Lo notable fue que, a partir del castigo a los seguidores, el conjunto vasco mejoró su bajo rendimiento. El primer encuentro sin público lo ganó por 6 a 0 frente al Trapagarán, el segundo lo empató en cero con el Zuazo y volvieron a perder el tercero, 4 a 0 con Ortuella; casualmente -o no tanto- la última fecha antes de que los adultos volvieran a presenciar los partidos.

"Ellos estuvieron muy a gusto sin público y en vista de cómo les han ido los resultados, a lo mejor los niños pueden llegar a decirles a sus aitas que sin ellos disfrutan más del fútbol", dijo Iñaki Ortega, presidente del CD Gallarta. El dirigente también reconoció que al principio la sanción le pareció exagerada, aunque cambió de opinión tras observar la reacción de los chicos.

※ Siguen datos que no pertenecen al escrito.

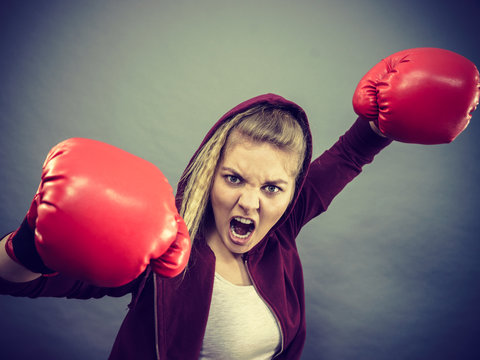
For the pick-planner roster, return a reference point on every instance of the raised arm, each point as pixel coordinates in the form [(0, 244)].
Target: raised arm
[(423, 96), (100, 215)]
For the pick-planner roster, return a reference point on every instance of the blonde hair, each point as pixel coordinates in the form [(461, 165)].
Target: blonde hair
[(261, 123)]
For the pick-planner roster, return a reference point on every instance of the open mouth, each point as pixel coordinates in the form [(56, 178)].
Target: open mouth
[(241, 228)]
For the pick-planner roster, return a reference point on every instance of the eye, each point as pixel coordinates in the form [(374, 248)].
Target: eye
[(232, 179), (272, 189)]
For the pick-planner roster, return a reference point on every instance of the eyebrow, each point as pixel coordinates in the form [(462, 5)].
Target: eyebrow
[(236, 173)]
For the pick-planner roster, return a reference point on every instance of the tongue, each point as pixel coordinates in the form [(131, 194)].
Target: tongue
[(240, 228)]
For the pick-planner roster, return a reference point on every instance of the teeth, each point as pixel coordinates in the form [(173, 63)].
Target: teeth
[(244, 221), (240, 236)]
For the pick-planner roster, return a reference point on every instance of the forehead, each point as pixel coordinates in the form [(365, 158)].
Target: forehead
[(259, 158)]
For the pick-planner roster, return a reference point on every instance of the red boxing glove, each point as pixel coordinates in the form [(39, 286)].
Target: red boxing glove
[(422, 95), (101, 215)]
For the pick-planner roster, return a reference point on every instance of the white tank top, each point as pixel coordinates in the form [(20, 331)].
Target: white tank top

En la misma línea, Jaime Pocovi, secretario del Comité de Competición de la Federación de Fútbol de las Islas Baleares, aseguró: "El 90% de los episodios que manejamos no tienen que ver con el mal comportamiento de los jugadores, sino de entrenadores, aficionados o padres".

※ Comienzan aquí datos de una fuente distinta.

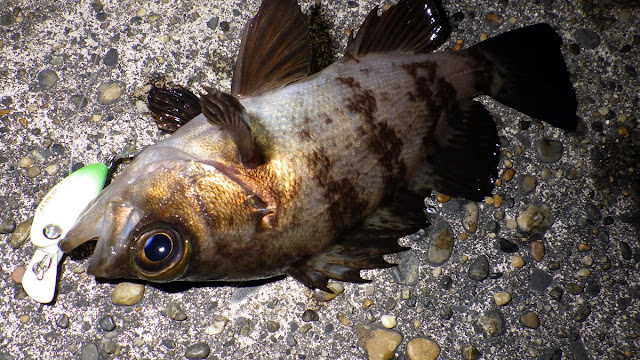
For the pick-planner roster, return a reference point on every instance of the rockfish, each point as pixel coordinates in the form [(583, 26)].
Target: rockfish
[(317, 176)]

El hecho que tuvo como protagonista al Gallarta B no fue el único. Por caso, también hubo agresiones y golpes entre los padres de la UE Alaró y la UD Collerense, de categoría infantil, que llegó a los grandes medios de comunicación de España. En ese caso, se le impuso una multa de 750 euros a ambos clubes y se envió el vídeo que registró la pelea a la Guardia Civil. También fueron famosas las trompadas que se repartieron dos adultos, entre UD Telde y la UD Guía de la liga Juvenil Nacional en el estadio Pablo Hernández de Telde, Gran Canaria.

Consecuentemente, se realizaron una serie de congresos para tratar de evitar ese tipo de episodios y se tomó la decisión de redactar un Código Ético que se remitió a todos los clubes.

Violencia en el fútbol infantil de la Argentina y Uruguay

En Argentina, también es un tema que preocupa a dirigentes, técnicos y padres. El debate surgió una vez más luego de que un adulto fuera acusado por varios testigos de pegarle a un chico de 12 años. Sucedió al término de un encuentro entre Brown de Adrogué y General Lamadrid que se disputó en el barrio porteño de Villa Devoto. En 2017, también hubo una batalla campal entre madres, padres y otros familiares, tras un un partido entre Casino y Río Tercero, en Córdoba.

En Uruguay también es una cuestión que se analiza entre los protagonistas. Al punto que desde 2016, Alexander Moreira, presidente de Racing infantil, impulsó las campañas con las frases impresas en las camisetas: "No me grites, alentame" y "Me avergüenzan tus gritos", cuyo fin fue concientizar a los adultos sobre la problemática.